In this month’s free webinar we will be exploring in more detail the difference between a contractor and employee…. And how getting that wrong can be exceedingly expensive! (click here to register)
The good news…
There is no point at which a contractor automatically becomes an employee. Someone working full-time in your office for 10 years could be a genuine contractor. Ultimately, what the courts are looking at is what was the genuine understanding of both parties about the arrangement. And the courts don’t like people trying to take advantage of the system when it suits them i.e. taking the benefits of being a contractor when it suits them (flexibility, tax deductibility etc), and the benefits of being an employee when it suits them (right to raise a Personal Grievance, paid leave etc).
When does it come into dispute?
The 2 main triggers for the contractor v’s employee argument to come up are:
- When the individual gets their tax bill at the end of the year, hasn’t saved that money, so tries to deflect it onto the company by saying “ I thought you were paying my tax Mr/Mrs Employer”

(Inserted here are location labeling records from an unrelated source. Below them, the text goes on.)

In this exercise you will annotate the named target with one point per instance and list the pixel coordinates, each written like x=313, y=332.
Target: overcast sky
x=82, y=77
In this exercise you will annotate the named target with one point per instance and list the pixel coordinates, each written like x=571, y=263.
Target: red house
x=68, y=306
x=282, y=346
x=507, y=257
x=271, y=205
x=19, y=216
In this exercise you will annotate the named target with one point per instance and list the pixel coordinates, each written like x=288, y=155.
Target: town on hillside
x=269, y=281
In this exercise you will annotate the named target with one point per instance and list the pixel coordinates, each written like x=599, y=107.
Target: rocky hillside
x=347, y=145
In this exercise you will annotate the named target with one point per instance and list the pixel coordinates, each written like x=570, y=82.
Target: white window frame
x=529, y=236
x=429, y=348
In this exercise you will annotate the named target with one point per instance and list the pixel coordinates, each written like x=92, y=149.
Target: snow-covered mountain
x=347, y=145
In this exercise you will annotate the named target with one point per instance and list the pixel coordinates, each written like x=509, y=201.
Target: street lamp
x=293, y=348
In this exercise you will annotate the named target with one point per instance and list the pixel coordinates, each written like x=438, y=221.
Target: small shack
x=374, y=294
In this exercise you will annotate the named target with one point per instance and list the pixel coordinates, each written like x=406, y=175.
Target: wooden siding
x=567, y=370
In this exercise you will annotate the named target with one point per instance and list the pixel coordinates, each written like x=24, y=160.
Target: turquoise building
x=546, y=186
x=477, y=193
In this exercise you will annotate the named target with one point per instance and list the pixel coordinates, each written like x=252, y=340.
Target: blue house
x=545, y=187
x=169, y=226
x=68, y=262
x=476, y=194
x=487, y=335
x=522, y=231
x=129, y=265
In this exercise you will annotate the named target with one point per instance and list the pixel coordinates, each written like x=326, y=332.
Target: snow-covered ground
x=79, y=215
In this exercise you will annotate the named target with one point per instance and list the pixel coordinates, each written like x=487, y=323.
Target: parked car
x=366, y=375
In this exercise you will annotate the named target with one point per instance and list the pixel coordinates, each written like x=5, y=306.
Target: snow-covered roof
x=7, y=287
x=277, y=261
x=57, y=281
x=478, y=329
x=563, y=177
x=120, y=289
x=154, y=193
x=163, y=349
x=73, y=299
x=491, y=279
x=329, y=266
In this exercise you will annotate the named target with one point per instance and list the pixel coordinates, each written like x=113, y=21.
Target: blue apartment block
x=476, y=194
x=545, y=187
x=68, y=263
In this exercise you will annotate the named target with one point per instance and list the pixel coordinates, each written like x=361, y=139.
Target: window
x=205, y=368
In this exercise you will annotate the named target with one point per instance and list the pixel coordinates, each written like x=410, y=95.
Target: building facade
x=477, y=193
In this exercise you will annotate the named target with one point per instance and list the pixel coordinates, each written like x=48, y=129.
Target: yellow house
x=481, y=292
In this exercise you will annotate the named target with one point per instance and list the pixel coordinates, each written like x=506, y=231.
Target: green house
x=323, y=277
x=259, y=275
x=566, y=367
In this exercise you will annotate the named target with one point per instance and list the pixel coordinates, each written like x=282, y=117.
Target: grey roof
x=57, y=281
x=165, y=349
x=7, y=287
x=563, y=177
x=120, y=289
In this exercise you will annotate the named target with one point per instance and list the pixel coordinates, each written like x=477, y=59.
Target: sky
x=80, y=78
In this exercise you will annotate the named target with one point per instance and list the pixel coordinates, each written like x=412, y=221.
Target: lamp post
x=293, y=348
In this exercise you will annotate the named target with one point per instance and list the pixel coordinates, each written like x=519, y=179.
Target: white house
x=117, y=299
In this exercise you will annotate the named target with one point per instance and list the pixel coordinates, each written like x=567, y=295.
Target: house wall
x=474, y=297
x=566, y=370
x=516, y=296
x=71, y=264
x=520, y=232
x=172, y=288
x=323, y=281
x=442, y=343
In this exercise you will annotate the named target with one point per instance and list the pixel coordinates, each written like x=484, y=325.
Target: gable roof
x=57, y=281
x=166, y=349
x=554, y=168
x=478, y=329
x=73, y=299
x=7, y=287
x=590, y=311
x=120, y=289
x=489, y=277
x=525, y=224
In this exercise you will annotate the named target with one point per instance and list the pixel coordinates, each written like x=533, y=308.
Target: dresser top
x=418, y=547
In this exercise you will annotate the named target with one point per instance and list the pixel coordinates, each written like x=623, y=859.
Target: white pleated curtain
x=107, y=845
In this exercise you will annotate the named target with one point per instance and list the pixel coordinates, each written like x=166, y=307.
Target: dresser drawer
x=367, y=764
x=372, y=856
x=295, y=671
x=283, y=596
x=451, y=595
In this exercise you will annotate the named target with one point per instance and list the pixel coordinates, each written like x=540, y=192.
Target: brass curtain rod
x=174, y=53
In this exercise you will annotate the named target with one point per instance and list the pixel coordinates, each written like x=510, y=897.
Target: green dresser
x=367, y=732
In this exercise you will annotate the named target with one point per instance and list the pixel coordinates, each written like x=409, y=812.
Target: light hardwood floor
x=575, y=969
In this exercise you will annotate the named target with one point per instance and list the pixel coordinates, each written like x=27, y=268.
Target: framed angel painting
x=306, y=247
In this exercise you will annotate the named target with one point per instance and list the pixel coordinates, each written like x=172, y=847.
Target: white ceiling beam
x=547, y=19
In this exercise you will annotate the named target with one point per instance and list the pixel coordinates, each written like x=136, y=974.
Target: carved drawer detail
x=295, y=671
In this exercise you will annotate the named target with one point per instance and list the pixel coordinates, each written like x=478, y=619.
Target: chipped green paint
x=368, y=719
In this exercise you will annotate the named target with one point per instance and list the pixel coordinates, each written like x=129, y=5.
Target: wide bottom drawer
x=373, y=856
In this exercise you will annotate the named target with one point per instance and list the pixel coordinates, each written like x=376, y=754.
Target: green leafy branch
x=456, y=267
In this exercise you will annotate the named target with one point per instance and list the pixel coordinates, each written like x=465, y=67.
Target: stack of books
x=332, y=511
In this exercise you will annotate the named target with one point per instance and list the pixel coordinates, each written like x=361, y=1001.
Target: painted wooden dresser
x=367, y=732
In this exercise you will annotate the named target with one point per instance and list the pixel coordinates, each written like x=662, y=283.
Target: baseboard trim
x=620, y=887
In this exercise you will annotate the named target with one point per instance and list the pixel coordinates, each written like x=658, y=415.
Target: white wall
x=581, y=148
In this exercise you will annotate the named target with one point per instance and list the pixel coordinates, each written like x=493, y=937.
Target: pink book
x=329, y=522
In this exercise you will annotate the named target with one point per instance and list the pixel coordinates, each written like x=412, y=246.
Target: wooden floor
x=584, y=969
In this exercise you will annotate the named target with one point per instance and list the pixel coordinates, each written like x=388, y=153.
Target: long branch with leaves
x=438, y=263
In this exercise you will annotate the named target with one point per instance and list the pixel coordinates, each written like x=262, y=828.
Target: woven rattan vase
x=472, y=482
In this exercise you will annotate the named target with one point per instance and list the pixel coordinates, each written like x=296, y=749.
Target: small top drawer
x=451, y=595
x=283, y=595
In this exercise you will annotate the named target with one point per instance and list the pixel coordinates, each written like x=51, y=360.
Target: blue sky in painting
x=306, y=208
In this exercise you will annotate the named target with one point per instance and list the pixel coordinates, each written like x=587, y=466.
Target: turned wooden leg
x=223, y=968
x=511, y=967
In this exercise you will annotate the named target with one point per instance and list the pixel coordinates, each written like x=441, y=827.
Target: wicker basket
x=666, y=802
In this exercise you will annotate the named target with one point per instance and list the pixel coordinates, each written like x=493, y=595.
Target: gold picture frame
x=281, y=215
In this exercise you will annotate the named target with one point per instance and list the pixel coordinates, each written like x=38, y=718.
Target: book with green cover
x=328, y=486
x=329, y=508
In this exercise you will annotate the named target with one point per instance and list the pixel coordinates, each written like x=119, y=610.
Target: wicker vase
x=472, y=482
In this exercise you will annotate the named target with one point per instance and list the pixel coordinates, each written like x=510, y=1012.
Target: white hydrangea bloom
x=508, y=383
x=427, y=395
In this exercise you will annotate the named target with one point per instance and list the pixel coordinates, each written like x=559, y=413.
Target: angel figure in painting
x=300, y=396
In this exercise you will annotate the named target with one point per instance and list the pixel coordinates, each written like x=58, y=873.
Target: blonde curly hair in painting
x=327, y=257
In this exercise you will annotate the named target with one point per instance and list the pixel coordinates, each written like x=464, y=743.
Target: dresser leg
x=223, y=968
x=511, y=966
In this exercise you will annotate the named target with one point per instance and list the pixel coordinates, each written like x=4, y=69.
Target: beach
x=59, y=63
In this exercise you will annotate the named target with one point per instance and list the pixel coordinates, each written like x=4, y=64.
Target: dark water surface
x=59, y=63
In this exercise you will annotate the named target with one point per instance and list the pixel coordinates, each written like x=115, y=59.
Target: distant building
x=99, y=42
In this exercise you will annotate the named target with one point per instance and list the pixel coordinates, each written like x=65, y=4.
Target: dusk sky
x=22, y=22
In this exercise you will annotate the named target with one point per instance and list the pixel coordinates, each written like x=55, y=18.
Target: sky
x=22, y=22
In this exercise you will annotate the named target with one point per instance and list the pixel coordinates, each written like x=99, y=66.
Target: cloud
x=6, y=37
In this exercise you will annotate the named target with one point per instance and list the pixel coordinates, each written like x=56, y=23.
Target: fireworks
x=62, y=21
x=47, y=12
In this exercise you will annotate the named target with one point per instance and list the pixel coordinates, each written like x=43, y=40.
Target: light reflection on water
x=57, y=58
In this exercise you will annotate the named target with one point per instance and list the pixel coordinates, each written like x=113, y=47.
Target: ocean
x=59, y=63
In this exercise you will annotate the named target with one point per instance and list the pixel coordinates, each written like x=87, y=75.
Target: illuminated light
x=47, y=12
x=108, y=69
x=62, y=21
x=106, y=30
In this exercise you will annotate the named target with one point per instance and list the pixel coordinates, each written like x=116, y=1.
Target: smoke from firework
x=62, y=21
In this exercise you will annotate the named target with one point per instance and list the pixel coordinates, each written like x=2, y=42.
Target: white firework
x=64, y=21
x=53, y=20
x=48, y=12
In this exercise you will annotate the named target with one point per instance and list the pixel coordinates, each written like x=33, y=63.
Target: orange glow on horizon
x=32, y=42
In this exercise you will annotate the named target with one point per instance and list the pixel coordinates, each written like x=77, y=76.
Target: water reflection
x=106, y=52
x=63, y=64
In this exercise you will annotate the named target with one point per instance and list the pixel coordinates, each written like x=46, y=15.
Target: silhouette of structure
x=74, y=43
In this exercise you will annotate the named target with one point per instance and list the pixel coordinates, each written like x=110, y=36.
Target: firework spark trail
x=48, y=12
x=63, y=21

- When there is a dispute and the individual tries to raise a Personal Grievance against the company. NB they can raise claims through small claims court, but not a personal grievance
The onus then sits with the individual to prove that they genuinely believed themselves to be an employee. However, if they successfully make that argument then the employer could become liable for the tax grossed up on what they have already paid them (so about 50%), plus back annual leave, sick pay, etc (about 21.5%). Add this to the fact that, particularly if the argument has come about because they got their tax bill, because of the way provisional tax etc works they could have been working with you for close to 2 years before they get a tax bill…. So that could be a very expensive claim to lose.
How do you protect against the risk?
The court has what it calls the “tests of justification”, and these are so broad that I could just about justify I was an employee of your company simply by having a conversation with you (I’m being slightly cheeky here, but they are very broad!). So, how do you minimise your risk:
- Make sure you have a written agreement in place – HRtoolkit Independent Contractor agreement
- Make sure you issue it with a clear cover letter laying out that they are a contractor and what this means – HRtoolkit cover letter Contractor
- Make sure they provide you with invoices and are GST registered if earning over GST threshold (currently $60K per annum). NB one mistake I have seen from companies being “helpful” is that they provide the invoice to the individual. This is definitely not good practice.
- If they are starting to look like an employee rather than contractor, have the discussions up front and early and then confirm those discussions in writing i.e. “following on from our discussion, you are happy to remain as a contractor, and fully understand that this means you are not entitled to employee benefits such as paid leave, right to raise a PG etc, and you are responsible for paying your own taxes”
- Minimise the tax liability risk by deducting withholding tax/Scheduler payments. The IRD does appear to be adjusting the rules around when you should/should not/have to deduct withholding tax/Schedular payments so I would recommend that you speak with your accountant about whether this is a requirement in your situation.